Indigenous Peoples and the Criminal Legal System is an elective course in Osgoode’s Professional LLM in Criminal Law and Procedure. The course examines the mass incarceration of Indigenous peoples in Canada’s criminal legal system and explores the historical, legal, and systemic factors that continue to shape that reality. Designed for experienced lawyers and judges, it challenges students to think critically about how criminal law operates across jurisdictions and how it intersects with Indigenous communities.

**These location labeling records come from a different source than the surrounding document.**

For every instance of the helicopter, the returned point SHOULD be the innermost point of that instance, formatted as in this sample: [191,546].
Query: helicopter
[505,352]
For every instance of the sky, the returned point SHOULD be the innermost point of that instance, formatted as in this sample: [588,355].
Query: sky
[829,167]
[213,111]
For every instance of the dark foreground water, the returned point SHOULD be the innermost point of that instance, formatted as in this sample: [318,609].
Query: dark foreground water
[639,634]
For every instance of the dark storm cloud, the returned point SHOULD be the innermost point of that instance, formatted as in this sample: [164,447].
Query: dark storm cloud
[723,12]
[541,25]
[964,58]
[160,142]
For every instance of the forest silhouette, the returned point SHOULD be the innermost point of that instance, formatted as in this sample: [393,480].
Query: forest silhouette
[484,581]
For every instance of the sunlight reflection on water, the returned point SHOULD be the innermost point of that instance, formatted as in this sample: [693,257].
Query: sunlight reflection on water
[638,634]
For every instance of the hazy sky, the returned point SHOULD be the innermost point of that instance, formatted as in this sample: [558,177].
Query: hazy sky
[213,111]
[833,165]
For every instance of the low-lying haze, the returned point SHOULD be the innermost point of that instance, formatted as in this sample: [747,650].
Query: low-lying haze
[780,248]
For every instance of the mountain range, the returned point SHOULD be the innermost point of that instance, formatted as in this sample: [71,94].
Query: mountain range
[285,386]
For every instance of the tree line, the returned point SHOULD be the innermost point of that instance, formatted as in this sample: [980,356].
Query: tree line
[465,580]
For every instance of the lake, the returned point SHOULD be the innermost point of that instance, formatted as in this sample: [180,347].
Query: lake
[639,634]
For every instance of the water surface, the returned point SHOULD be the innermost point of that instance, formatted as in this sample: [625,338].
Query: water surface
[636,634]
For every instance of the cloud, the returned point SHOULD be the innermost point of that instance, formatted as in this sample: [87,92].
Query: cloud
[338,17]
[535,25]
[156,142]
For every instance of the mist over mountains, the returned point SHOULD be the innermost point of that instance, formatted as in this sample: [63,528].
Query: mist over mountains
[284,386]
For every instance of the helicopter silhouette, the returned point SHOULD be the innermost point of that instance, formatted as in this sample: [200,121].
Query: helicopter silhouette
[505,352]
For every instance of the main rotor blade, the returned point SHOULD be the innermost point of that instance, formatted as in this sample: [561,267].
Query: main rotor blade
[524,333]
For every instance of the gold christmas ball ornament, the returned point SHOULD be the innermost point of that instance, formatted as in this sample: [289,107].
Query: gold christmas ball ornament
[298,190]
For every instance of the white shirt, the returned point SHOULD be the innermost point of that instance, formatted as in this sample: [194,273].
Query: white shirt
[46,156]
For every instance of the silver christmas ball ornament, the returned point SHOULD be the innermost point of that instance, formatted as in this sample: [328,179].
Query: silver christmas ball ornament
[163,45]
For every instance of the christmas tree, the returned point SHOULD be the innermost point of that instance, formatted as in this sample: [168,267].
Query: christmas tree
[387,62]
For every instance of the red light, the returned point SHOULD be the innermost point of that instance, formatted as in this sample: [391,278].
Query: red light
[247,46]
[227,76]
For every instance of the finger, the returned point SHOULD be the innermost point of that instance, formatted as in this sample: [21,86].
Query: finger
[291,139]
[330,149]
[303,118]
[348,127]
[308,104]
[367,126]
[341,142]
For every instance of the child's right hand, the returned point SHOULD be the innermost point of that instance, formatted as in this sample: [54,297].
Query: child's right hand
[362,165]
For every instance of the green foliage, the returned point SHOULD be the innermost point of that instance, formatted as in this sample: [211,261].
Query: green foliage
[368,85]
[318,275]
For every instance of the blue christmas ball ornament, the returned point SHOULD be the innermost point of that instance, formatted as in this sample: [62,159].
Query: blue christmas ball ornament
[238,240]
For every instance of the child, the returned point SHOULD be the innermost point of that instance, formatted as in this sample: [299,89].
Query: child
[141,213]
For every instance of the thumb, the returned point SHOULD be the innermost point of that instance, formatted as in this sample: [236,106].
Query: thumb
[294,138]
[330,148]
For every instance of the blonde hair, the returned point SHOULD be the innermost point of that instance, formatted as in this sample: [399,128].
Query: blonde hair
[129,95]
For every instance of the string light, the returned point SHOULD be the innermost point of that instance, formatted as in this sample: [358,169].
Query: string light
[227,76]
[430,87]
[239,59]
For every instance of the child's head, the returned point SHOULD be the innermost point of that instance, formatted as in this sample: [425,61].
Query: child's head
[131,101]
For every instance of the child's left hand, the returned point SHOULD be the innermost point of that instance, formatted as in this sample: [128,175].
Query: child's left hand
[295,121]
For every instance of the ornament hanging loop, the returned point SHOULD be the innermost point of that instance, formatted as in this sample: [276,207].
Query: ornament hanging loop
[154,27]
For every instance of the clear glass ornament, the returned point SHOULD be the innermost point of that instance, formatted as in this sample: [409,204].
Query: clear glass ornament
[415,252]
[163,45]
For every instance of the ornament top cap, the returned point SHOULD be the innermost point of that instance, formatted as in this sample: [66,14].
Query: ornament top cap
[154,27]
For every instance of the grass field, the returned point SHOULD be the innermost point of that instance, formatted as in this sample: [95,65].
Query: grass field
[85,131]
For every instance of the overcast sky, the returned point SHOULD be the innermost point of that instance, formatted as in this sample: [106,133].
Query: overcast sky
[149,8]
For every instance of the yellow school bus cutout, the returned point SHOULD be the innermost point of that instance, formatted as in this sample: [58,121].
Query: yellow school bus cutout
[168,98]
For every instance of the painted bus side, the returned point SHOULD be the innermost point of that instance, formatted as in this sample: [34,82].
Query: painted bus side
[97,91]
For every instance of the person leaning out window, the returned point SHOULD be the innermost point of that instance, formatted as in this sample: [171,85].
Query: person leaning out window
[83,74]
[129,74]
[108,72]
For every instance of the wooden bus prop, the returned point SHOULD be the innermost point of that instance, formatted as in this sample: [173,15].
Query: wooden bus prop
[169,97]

The course is taught by Jonathan Rudin, Special Projects Director of Aboriginal Legal Services (ALS), which he helped establish in 1990. A graduate of Osgoode Hall Law School (LLB, LLM), Rudin has appeared before all levels of court, including the Supreme Court of Canada, and has written and spoken extensively on issues of Indigenous justice. His decades of frontline advocacy and policy work bring both depth and practical insight to the classroom.
As Rudin explains, meaningful engagement with criminal law in Canada requires confronting a central reality: the mass incarceration of Indigenous peoples. “You can’t talk about the criminal legal system without talking about the mass incarceration of Indigenous people,” he notes. Without grappling with that context, “we are losing the vital understanding of how the system actually works.”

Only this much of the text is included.